To succinctly capture the strangeness of how Americans feed their house pets in the year 2018, there are perhaps no better five words than pumpkin-spice lattes for dogs. If there’s room to use a few more qualifiers, then non-GMO, American-made goat’s-milk pumpkin-spice lattes for dogs would probably be more evocative.
That is a real product, sold by a real company—“Just add warm water!” the label says—and it would not feel too out of place on the shelves of many pet-food aisles, where these days one is almost just as likely to encounter labels boasting “grass-fed beef” and “high-protein” recipes as anywhere else in the store.
As these aisles indicate, pet food—particularly high-end pet food—is edging ever closer to human food, and the overlaps between the two categories can be uncanny. “People are putting whole berries in there, whole cranberries, whole blueberries,” says Don Tomala, the president of Matrix Partners, a pet-products branding firm. “They’re putting kelp in there, they’re putting turmeric in there, they’re putting apple-cider vinegar in there … These are all trends within the human-food side.”

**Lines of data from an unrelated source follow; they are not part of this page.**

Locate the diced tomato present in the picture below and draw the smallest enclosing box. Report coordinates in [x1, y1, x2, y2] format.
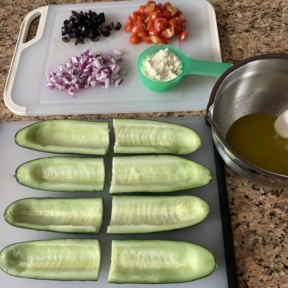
[131, 24, 141, 34]
[154, 18, 169, 32]
[150, 36, 168, 45]
[138, 5, 146, 14]
[162, 2, 171, 9]
[132, 11, 142, 21]
[124, 24, 133, 32]
[124, 1, 188, 44]
[162, 26, 175, 39]
[148, 26, 161, 36]
[130, 34, 142, 45]
[179, 31, 188, 43]
[149, 10, 161, 21]
[138, 30, 150, 39]
[143, 3, 156, 14]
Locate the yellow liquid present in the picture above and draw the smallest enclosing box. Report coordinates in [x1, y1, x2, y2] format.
[226, 113, 288, 175]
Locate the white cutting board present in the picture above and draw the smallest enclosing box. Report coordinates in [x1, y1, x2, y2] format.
[0, 117, 232, 288]
[4, 0, 221, 116]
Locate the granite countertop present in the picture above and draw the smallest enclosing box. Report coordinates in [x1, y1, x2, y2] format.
[0, 0, 288, 288]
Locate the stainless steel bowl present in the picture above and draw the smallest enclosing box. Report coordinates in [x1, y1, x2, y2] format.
[206, 54, 288, 187]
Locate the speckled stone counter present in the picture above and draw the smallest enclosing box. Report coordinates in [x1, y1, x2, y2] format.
[0, 0, 288, 288]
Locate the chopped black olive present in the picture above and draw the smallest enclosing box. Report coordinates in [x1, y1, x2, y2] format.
[61, 10, 122, 45]
[114, 22, 122, 30]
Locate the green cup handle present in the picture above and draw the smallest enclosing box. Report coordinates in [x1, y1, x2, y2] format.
[183, 57, 233, 77]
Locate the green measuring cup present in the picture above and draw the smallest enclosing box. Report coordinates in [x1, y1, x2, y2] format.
[138, 44, 233, 92]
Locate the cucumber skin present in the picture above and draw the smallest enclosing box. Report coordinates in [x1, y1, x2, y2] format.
[108, 240, 216, 284]
[113, 119, 201, 154]
[110, 155, 212, 194]
[15, 156, 105, 192]
[4, 198, 104, 234]
[14, 119, 110, 155]
[107, 195, 210, 234]
[0, 239, 101, 281]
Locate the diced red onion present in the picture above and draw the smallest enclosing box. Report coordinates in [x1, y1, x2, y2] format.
[47, 49, 126, 95]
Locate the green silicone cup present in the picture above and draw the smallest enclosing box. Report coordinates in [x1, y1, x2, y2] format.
[137, 44, 233, 92]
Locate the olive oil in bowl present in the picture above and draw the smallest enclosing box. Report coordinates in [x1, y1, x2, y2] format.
[226, 113, 288, 175]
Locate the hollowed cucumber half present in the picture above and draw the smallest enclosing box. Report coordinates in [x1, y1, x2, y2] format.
[15, 156, 105, 192]
[113, 119, 201, 154]
[4, 198, 104, 234]
[107, 195, 209, 234]
[110, 155, 212, 194]
[15, 119, 109, 155]
[108, 240, 216, 283]
[0, 239, 101, 280]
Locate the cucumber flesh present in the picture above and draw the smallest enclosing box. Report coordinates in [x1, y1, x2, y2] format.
[15, 156, 105, 192]
[0, 239, 101, 280]
[110, 155, 212, 194]
[107, 195, 209, 234]
[15, 119, 109, 155]
[4, 198, 103, 234]
[108, 240, 216, 283]
[113, 119, 201, 154]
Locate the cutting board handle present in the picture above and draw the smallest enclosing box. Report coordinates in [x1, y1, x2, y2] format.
[4, 6, 49, 116]
[18, 6, 48, 47]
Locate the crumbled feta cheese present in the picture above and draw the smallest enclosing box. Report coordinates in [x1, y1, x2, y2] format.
[142, 48, 183, 82]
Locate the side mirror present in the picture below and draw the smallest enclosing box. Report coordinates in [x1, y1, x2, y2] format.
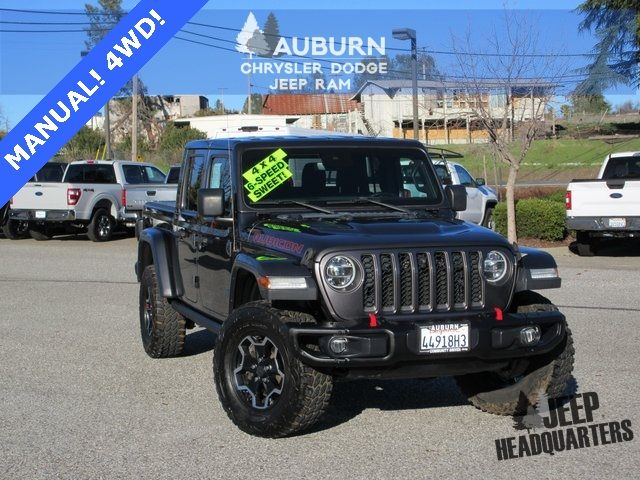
[445, 185, 467, 212]
[198, 188, 224, 217]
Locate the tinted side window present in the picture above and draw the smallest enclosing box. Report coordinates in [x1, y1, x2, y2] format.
[167, 167, 180, 184]
[209, 158, 231, 217]
[456, 165, 476, 187]
[64, 165, 84, 183]
[122, 165, 144, 185]
[32, 163, 64, 182]
[142, 166, 165, 183]
[433, 164, 451, 185]
[182, 153, 206, 212]
[84, 165, 117, 184]
[64, 164, 117, 184]
[602, 157, 640, 180]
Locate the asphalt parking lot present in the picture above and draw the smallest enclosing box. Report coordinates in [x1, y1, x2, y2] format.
[0, 237, 640, 479]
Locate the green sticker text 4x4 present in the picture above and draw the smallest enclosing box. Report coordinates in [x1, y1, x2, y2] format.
[242, 148, 293, 202]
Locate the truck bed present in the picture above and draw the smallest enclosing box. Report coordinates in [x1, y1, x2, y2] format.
[567, 180, 640, 217]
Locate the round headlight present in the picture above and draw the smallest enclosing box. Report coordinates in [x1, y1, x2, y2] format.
[483, 250, 509, 283]
[324, 255, 356, 290]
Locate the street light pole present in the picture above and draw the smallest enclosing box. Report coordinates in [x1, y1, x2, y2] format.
[393, 28, 420, 140]
[411, 36, 420, 140]
[131, 74, 138, 162]
[80, 50, 113, 160]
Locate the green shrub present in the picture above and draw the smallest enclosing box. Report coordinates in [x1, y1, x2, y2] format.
[493, 198, 567, 241]
[516, 198, 567, 241]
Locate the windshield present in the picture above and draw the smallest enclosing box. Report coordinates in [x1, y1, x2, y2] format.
[242, 147, 442, 207]
[602, 156, 640, 180]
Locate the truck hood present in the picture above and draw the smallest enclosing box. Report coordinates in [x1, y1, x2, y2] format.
[241, 217, 511, 257]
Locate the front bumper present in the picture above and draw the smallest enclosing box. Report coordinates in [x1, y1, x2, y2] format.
[567, 216, 640, 236]
[9, 209, 76, 222]
[289, 312, 566, 377]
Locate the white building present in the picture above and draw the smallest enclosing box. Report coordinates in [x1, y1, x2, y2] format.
[352, 80, 547, 144]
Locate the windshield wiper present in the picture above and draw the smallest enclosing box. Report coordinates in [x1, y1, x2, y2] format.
[265, 200, 335, 215]
[327, 195, 414, 215]
[356, 197, 413, 215]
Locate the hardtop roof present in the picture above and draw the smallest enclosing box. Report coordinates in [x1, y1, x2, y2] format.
[186, 135, 424, 150]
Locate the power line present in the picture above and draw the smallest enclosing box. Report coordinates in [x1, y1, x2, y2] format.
[0, 26, 609, 86]
[0, 8, 593, 58]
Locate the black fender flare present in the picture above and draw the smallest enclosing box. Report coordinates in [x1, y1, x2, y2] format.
[136, 228, 184, 298]
[229, 253, 318, 311]
[516, 247, 562, 292]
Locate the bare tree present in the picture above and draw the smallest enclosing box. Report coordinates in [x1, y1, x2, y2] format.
[453, 10, 567, 242]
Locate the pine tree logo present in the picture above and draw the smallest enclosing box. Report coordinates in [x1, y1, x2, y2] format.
[236, 12, 280, 57]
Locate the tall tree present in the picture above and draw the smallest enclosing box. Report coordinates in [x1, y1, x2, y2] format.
[578, 0, 640, 87]
[453, 11, 566, 242]
[264, 12, 280, 56]
[236, 12, 260, 54]
[242, 93, 264, 115]
[84, 0, 126, 50]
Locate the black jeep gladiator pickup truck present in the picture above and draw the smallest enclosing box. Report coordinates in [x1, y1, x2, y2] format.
[136, 136, 574, 437]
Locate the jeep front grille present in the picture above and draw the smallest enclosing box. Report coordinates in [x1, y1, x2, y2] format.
[360, 250, 484, 314]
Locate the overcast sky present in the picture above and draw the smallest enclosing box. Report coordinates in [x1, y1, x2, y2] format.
[0, 0, 637, 126]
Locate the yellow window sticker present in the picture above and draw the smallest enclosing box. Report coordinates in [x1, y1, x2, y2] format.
[242, 148, 293, 202]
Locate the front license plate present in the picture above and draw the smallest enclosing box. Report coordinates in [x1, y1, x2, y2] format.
[420, 323, 469, 353]
[609, 218, 627, 228]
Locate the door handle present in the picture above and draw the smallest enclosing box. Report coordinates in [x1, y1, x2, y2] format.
[196, 239, 209, 252]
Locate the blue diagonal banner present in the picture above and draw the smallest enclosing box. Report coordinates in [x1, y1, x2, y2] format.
[0, 0, 208, 206]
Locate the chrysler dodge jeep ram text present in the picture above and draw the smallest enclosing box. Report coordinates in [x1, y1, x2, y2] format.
[136, 136, 574, 437]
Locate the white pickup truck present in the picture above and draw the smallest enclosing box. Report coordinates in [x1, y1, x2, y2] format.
[427, 147, 498, 230]
[566, 152, 640, 256]
[9, 160, 177, 242]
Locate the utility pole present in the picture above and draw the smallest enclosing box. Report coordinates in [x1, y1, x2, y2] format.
[392, 28, 420, 140]
[218, 88, 227, 115]
[80, 50, 113, 160]
[131, 74, 138, 162]
[247, 53, 253, 115]
[104, 100, 113, 160]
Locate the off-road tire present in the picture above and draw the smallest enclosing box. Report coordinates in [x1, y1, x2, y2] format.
[2, 220, 29, 240]
[576, 232, 597, 257]
[482, 207, 496, 230]
[29, 227, 53, 242]
[213, 301, 333, 438]
[87, 208, 115, 242]
[456, 292, 575, 415]
[140, 265, 186, 358]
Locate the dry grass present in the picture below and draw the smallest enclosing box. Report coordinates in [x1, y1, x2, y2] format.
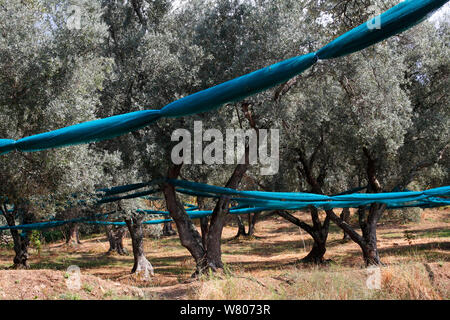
[190, 263, 450, 300]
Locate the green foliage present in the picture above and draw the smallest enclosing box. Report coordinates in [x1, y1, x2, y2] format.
[381, 208, 422, 224]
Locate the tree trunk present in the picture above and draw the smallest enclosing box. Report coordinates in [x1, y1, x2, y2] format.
[206, 197, 230, 272]
[66, 223, 81, 245]
[162, 169, 206, 276]
[341, 208, 351, 242]
[235, 215, 247, 238]
[277, 208, 331, 264]
[358, 203, 386, 266]
[247, 212, 259, 237]
[106, 226, 128, 255]
[197, 197, 209, 250]
[2, 207, 34, 269]
[300, 239, 327, 264]
[125, 217, 154, 280]
[200, 217, 209, 250]
[163, 222, 177, 237]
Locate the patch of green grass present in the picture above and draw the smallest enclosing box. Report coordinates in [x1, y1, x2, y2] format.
[419, 229, 450, 238]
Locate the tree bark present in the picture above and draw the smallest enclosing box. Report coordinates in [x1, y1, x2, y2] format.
[106, 226, 128, 255]
[162, 165, 206, 275]
[327, 203, 386, 266]
[235, 215, 247, 239]
[66, 223, 81, 245]
[162, 144, 249, 277]
[125, 216, 154, 280]
[163, 222, 177, 237]
[247, 212, 259, 237]
[197, 197, 209, 250]
[300, 238, 327, 264]
[341, 208, 351, 241]
[2, 206, 34, 269]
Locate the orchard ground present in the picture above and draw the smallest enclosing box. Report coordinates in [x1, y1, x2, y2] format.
[0, 208, 450, 300]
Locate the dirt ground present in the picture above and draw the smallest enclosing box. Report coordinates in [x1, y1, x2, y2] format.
[0, 209, 450, 299]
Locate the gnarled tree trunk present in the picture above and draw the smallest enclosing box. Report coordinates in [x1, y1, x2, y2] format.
[235, 215, 247, 238]
[163, 222, 177, 237]
[341, 208, 351, 241]
[66, 223, 81, 245]
[1, 205, 34, 269]
[106, 226, 128, 255]
[125, 216, 154, 280]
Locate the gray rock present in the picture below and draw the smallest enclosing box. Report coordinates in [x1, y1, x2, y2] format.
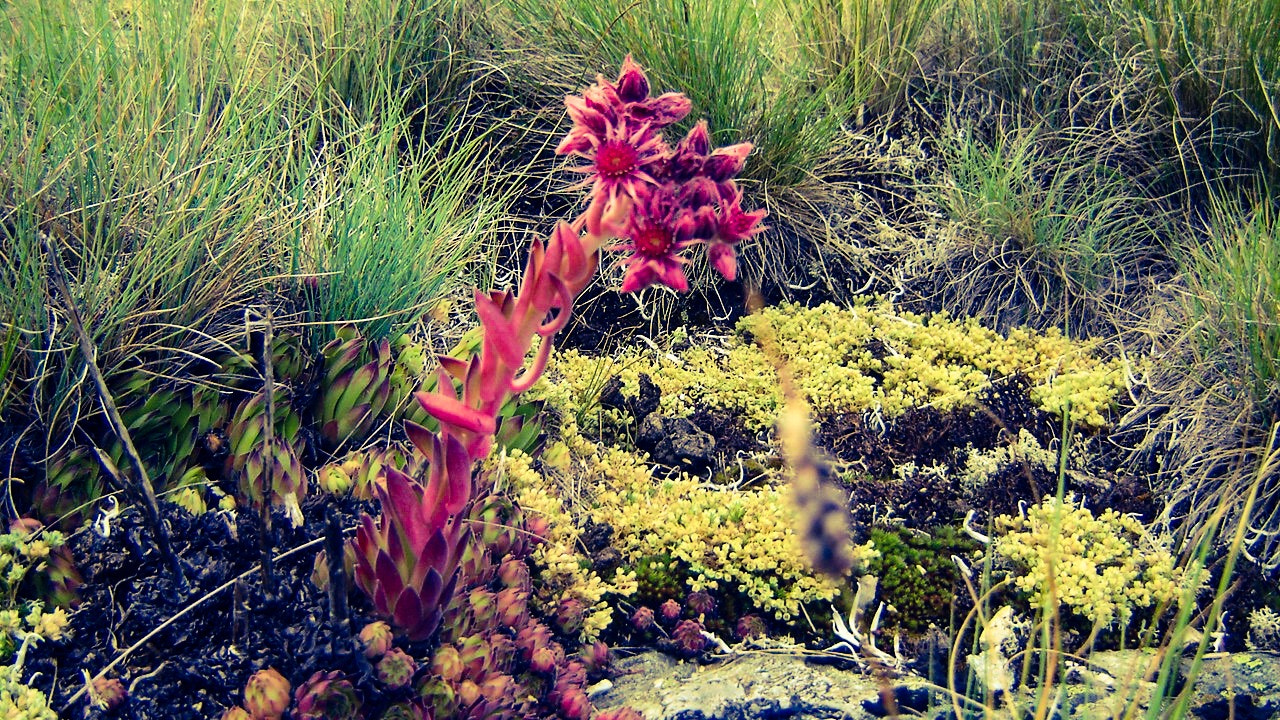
[594, 650, 1280, 720]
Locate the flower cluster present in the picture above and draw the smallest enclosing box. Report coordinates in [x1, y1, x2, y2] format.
[345, 58, 764, 650]
[556, 55, 765, 292]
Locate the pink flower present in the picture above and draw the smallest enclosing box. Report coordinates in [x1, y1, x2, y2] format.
[707, 187, 768, 281]
[556, 55, 692, 155]
[562, 122, 668, 202]
[613, 186, 698, 292]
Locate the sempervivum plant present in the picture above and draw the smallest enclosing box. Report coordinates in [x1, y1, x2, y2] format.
[343, 58, 764, 720]
[356, 453, 468, 641]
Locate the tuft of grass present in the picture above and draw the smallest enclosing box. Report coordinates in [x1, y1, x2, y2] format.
[494, 0, 856, 187]
[292, 113, 512, 341]
[931, 122, 1162, 325]
[0, 0, 287, 433]
[780, 0, 945, 113]
[1180, 188, 1280, 402]
[0, 0, 509, 443]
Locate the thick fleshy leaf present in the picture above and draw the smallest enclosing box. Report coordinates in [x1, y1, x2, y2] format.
[415, 392, 494, 434]
[475, 291, 525, 365]
[419, 568, 453, 607]
[415, 532, 452, 579]
[404, 420, 435, 462]
[378, 468, 430, 548]
[370, 576, 396, 609]
[511, 338, 552, 395]
[535, 273, 573, 335]
[374, 555, 404, 598]
[443, 436, 472, 515]
[392, 591, 434, 641]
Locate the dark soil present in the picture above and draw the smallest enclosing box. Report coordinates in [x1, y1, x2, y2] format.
[817, 375, 1131, 528]
[24, 496, 375, 720]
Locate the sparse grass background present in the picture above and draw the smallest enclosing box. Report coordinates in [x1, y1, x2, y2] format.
[0, 0, 1280, 712]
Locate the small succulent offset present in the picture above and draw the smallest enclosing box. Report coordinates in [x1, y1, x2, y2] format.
[343, 56, 765, 640]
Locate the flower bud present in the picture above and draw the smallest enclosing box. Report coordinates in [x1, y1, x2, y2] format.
[431, 644, 462, 683]
[497, 588, 529, 628]
[556, 688, 591, 720]
[631, 605, 653, 633]
[244, 667, 292, 720]
[291, 670, 360, 720]
[378, 647, 417, 689]
[457, 635, 493, 678]
[360, 621, 394, 660]
[458, 680, 480, 707]
[658, 600, 680, 623]
[577, 641, 613, 676]
[671, 620, 707, 657]
[525, 515, 550, 546]
[467, 588, 498, 630]
[90, 678, 128, 712]
[676, 120, 712, 158]
[516, 621, 552, 662]
[685, 591, 716, 615]
[556, 660, 586, 692]
[529, 647, 556, 675]
[618, 55, 649, 102]
[736, 615, 767, 641]
[498, 557, 530, 592]
[316, 465, 356, 495]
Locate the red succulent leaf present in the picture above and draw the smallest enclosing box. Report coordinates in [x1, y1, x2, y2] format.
[511, 337, 552, 395]
[404, 420, 435, 462]
[413, 386, 497, 434]
[475, 290, 525, 365]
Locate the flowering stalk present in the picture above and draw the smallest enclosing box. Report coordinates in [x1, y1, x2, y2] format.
[355, 56, 764, 641]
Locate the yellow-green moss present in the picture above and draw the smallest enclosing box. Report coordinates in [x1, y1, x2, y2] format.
[993, 497, 1184, 625]
[534, 301, 1124, 430]
[494, 423, 873, 620]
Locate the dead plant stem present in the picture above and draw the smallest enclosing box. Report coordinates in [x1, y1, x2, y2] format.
[40, 233, 187, 589]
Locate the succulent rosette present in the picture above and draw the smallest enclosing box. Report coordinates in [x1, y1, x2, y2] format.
[356, 456, 470, 642]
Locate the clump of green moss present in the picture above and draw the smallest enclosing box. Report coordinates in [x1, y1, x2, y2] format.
[868, 527, 978, 633]
[532, 300, 1124, 433]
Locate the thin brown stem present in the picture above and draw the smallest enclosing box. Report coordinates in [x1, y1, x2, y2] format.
[40, 234, 186, 587]
[259, 305, 275, 596]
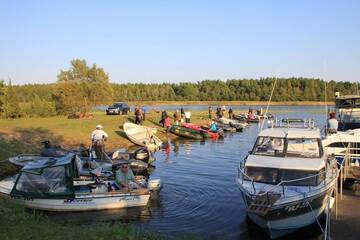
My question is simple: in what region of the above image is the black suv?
[106,102,130,115]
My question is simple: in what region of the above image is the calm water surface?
[50,106,325,239]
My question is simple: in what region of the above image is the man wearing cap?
[328,112,339,134]
[91,124,109,160]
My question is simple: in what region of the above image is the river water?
[50,106,325,239]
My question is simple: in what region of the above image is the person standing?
[90,124,109,160]
[135,106,143,125]
[159,110,167,127]
[180,107,185,119]
[174,110,181,125]
[228,107,233,119]
[216,107,221,118]
[208,106,212,119]
[141,106,146,121]
[164,114,171,131]
[328,112,339,133]
[185,112,191,123]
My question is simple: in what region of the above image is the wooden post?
[340,168,343,200]
[335,179,339,220]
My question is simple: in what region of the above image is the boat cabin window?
[254,137,284,157]
[280,169,317,186]
[245,166,325,186]
[16,166,68,195]
[286,138,321,158]
[245,167,278,184]
[335,98,360,108]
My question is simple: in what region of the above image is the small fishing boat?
[335,92,360,131]
[0,154,161,211]
[218,117,249,132]
[123,122,162,151]
[169,125,222,140]
[237,124,338,238]
[181,123,223,138]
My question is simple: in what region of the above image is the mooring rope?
[259,78,277,130]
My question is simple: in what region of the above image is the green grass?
[0,111,214,149]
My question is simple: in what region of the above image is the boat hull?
[242,189,332,238]
[169,125,207,140]
[7,193,150,212]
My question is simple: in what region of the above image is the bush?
[21,95,56,117]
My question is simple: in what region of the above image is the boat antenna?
[259,77,277,130]
[323,58,328,134]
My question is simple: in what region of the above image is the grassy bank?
[128,101,334,106]
[0,111,211,150]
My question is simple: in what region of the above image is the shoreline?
[127,101,335,106]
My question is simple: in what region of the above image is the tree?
[54,59,113,115]
[0,80,6,116]
[3,81,21,118]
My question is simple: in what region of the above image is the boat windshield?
[245,167,325,186]
[286,138,321,158]
[253,136,321,158]
[15,166,69,195]
[254,136,284,157]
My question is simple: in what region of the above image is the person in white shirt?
[328,112,339,133]
[91,124,109,160]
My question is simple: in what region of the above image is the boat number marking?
[11,196,34,201]
[119,196,140,202]
[64,199,92,204]
[285,200,312,212]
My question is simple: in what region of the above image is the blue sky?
[0,0,360,84]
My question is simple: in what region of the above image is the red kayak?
[181,123,222,138]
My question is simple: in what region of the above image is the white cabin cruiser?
[237,127,338,238]
[0,154,161,211]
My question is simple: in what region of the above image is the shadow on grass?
[0,127,63,178]
[115,130,128,139]
[15,127,64,151]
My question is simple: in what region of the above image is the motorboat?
[123,122,162,151]
[335,92,360,131]
[8,144,155,176]
[0,154,161,211]
[237,126,338,238]
[169,124,222,140]
[217,117,249,132]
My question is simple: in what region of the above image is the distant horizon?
[7,76,359,86]
[0,0,360,85]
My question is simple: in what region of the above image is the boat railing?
[238,158,338,201]
[270,118,316,128]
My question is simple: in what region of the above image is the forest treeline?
[0,59,357,118]
[13,78,357,102]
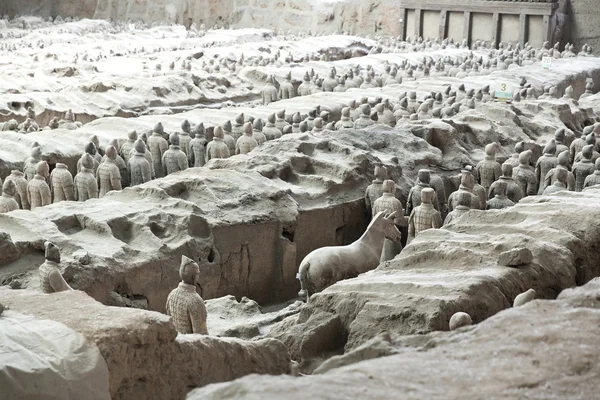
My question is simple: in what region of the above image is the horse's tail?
[298,261,310,304]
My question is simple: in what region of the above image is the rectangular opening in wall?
[500,14,521,44]
[471,13,494,43]
[405,10,416,38]
[525,15,545,47]
[444,11,465,43]
[421,10,440,39]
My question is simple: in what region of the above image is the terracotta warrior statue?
[23,146,42,181]
[73,153,98,201]
[0,179,19,213]
[179,119,192,157]
[167,256,208,335]
[6,169,29,210]
[544,151,575,191]
[475,143,502,195]
[27,161,52,210]
[96,146,123,197]
[262,75,278,104]
[535,140,558,194]
[513,150,537,196]
[354,104,375,129]
[77,142,100,176]
[206,126,229,162]
[408,187,442,241]
[231,113,245,141]
[50,163,75,203]
[127,139,152,186]
[121,130,138,165]
[444,190,471,225]
[373,179,408,262]
[583,158,600,188]
[406,169,439,215]
[263,114,281,140]
[39,242,73,293]
[100,139,129,187]
[489,163,523,203]
[572,144,596,192]
[162,133,188,176]
[188,126,206,167]
[335,107,354,131]
[235,122,258,154]
[148,122,169,178]
[448,170,481,211]
[486,181,515,210]
[544,168,569,196]
[365,165,387,214]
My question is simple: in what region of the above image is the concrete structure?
[0,0,600,50]
[400,0,559,47]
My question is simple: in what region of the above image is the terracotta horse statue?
[298,212,400,303]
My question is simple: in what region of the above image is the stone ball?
[450,311,473,331]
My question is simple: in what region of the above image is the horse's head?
[373,211,401,243]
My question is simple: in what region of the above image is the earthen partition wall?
[399,0,558,47]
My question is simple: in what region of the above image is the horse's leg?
[298,262,310,304]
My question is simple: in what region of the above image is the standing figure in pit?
[23,146,42,181]
[39,242,73,293]
[6,169,29,210]
[513,150,537,196]
[50,163,75,203]
[583,158,600,189]
[188,126,206,167]
[475,143,502,196]
[373,179,408,262]
[408,188,442,242]
[365,165,387,215]
[206,126,229,163]
[535,140,558,194]
[544,151,575,191]
[167,256,208,335]
[235,122,258,154]
[406,169,439,215]
[486,181,515,210]
[148,122,169,178]
[489,163,523,203]
[544,168,568,196]
[162,132,188,176]
[77,142,102,175]
[96,146,123,197]
[573,144,596,192]
[179,119,192,157]
[0,179,19,214]
[120,130,138,165]
[27,161,52,210]
[444,190,471,225]
[262,75,278,105]
[127,139,152,186]
[73,153,98,201]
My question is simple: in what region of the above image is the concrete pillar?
[492,13,500,43]
[542,15,554,44]
[519,14,528,46]
[463,11,471,46]
[438,10,448,40]
[399,8,406,40]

Tomala, who helped launch the dog food Kibbles ’n Bits in the early 1980s, remembers that back then, “it was food for your dog—that was about as far as it went.” Ingredients weren’t fussed over, and the packaging was playful; he remembers cartoonish labels, say, with “a bubble-faced dog on it smiling.” That wouldn’t fly today. Tomala says packages now are more likely to display “a serious-looking dog … It looks nutritious and healthy—it looks like something I’d buy at Whole Foods.”